[PATCH RFC v2 3/5] xen, blkfront: negotiate the number of block rings with the backend

From: Arianna Avanzini
Date: Thu Sep 11 2014 - 19:58:30 EST


This commit implements the negotiation of the number of block rings
to be used; as a default, the number of rings is decided by the
frontend driver and is equal to the number of hardware queues that
the backend makes available.
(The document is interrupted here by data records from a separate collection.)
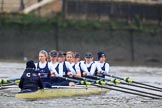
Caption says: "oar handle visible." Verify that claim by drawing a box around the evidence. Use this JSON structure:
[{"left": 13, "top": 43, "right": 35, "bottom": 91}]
[{"left": 106, "top": 74, "right": 162, "bottom": 91}]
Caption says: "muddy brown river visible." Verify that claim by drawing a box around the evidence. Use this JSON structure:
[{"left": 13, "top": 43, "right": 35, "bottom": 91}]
[{"left": 0, "top": 62, "right": 162, "bottom": 108}]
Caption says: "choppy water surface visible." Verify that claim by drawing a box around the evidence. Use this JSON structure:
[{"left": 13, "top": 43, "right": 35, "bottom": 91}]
[{"left": 0, "top": 62, "right": 162, "bottom": 108}]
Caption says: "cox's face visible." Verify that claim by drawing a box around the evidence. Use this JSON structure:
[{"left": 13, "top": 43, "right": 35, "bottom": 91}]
[
  {"left": 66, "top": 54, "right": 73, "bottom": 62},
  {"left": 74, "top": 58, "right": 80, "bottom": 63},
  {"left": 85, "top": 58, "right": 93, "bottom": 63},
  {"left": 57, "top": 57, "right": 64, "bottom": 62},
  {"left": 39, "top": 53, "right": 47, "bottom": 63},
  {"left": 99, "top": 56, "right": 106, "bottom": 63},
  {"left": 50, "top": 56, "right": 57, "bottom": 61}
]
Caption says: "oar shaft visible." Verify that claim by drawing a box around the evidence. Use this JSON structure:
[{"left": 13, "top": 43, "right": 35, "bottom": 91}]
[
  {"left": 106, "top": 83, "right": 162, "bottom": 97},
  {"left": 120, "top": 82, "right": 162, "bottom": 92},
  {"left": 94, "top": 85, "right": 161, "bottom": 99},
  {"left": 133, "top": 81, "right": 162, "bottom": 91}
]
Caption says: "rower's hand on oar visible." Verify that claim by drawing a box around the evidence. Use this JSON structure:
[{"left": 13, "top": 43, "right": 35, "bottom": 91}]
[
  {"left": 51, "top": 72, "right": 55, "bottom": 77},
  {"left": 67, "top": 72, "right": 73, "bottom": 77},
  {"left": 69, "top": 82, "right": 75, "bottom": 86},
  {"left": 83, "top": 72, "right": 87, "bottom": 76}
]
In case of guest migration towards a
host whose devices expose a different number of hardware queues, the
number of I/O rings used by the frontend driver remains the same;
XenStore keys may vary if the frontend needs to be compatible with
a host not having multi-queue support.

Signed-off-by: Arianna Avanzini <avanzini.arianna@xxxxxxxxx>
---
drivers/block/xen-blkfront.c | 95 +++++++++++++++++++++++++++++++++++++++-----
1 file changed, 84 insertions(+), 11 deletions(-)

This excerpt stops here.